Action Series Recognition - Proposed Action Recognition Method

Chapter 3 Proposed Action Recognition Method

3.6 Action Series Recognition

What mentioned above are classification of single action. The following is a more complex situation. A man performs a series of actions, and we recognize what action he is performing now. One may want to recognize the action by classification of the posture at current time T. However, there is a problem. By observation we can classify postures into two classes, including key postures and transitional postures. Key postures uniquely belong to one action so that people can recognize the action from a single key posture. Transitional postures are interim between two actions, and even human cannot recognize the action from a single transitional posture. Therefore, human action can not be recognized from posture of a single frame due to transitional postures. So, we refer a period of posture history to find the action human is performing. A sliding-window scheme is applied for real-time action recognition as shown in Figure 7. At time current T, symbol subsequence between T-W and T, which is a period of posture history, is used to recognize the current action by computing the maximal likelihood, where W is the window size. In our implementation, W is set to thirty frames which is the average gait cycle of testing sequences. Here we recognize stand as walk. The unknown is due to not enough history. By the sliding window scheme, what action a man is performing can be realized.
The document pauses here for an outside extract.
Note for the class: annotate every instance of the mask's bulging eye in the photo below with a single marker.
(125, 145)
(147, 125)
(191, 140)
Figure 3-6 Sliding-window scheme for action series recognition

Chapter 4 Experiment Results and Discussion

To test the performance of our approach, we implement a system capable of recognizing ten different actions. The system contains two parts: (1) Single Action Recognition (2) Recognition over a series of actions. In (1), a confusion matrix was used to present the recognition result. In (2), we compare the real-time recognition result to ground truth obtained by human.
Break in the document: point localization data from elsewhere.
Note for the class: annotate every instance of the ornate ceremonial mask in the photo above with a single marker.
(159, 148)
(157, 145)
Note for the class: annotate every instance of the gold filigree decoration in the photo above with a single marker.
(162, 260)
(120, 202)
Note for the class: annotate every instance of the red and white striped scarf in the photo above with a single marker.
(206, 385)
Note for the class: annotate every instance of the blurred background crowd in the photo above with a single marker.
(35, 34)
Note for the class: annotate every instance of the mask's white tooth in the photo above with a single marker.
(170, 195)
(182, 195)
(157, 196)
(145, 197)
4.1 Single action recognition

The proposed action recognition system has been tested on real human action videos.

For simplicity, we assumed a uniform background in order to extract human regions with less difficulty. The categories to be recognized were ten types of human actions:

‘walk’, ‘sidewalk‘, ‘pickup’, ‘sit’, ‘jump 1’, ‘jump 2’, ‘push up’, ‘sit up’, ‘crawl 1’, and ‘crawl 2’. 5 persons performed each type of the 10 actions 3 times. The video content was captured by a TV camera (NTSC, 30 frames / second) and digitized into 352x240 pixel resolution. The duration of each video clip was from 40 to 110 frames.
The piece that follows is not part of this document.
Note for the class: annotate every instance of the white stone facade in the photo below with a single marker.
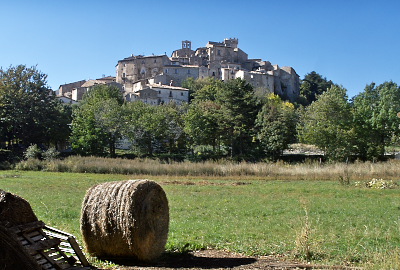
(221, 60)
This number of frames is chosen experimentally: shorter sequences do not allow to characterize the action and, on the other side, longer sequences make the learning phase very hard. Figure 4-1 showed some example video clips of the 10 types of human actions. In order to calculate the recognition rate, we used the leave out method. All data were separated into 3 categories, each category containing 5 persons doing ten different actions one time. One category was used as training data for building a HMM for each action type, and the others were testing data.

(a) walk

(b) sidewalk

(d) pick up

(e) jump 1

(f) jump2

(g) push up

(h) sit up

(i) crawl 1

(j) crawl 2

Figure 4-1 Example clips of each action type

The features of each action type extracted using star skeleton. Feature examples of each action are shown in Figure 4-2. For vector quantization, we manually selected m representative skeleton features for each action as codewords in the codebook for the experiment. In my implementation, for simple actions like sidewalk and jump2, m is set to five. Other eight actions m is set to ten. Thus, the total number of HMM symbols was 90. We build the codebook in one direct first and reverse all the features vectors for recognition of counter actions.

(a) walk

(b) sidewalk

(d) pick up

(e) jump 1

(f) jump 2

(g) push up

(h) sit up

(i) crawl 1

(j) crawl 2

Figure 4-2 Features of each action type using star skeleton

We use a sit action video to explain the recognition process. The sit action is composed of a series or postures. Star skeleton are used for posture description, and map the sit action into feature sequence. The feature sequence is then transformed into symbol sequence O by Vector Quantization. Each trained action model compute the probability generating symbol sequence O, the log scale of probability are shown in Figure 4-3. The sit model has the max probability, so the video are recognized as sit.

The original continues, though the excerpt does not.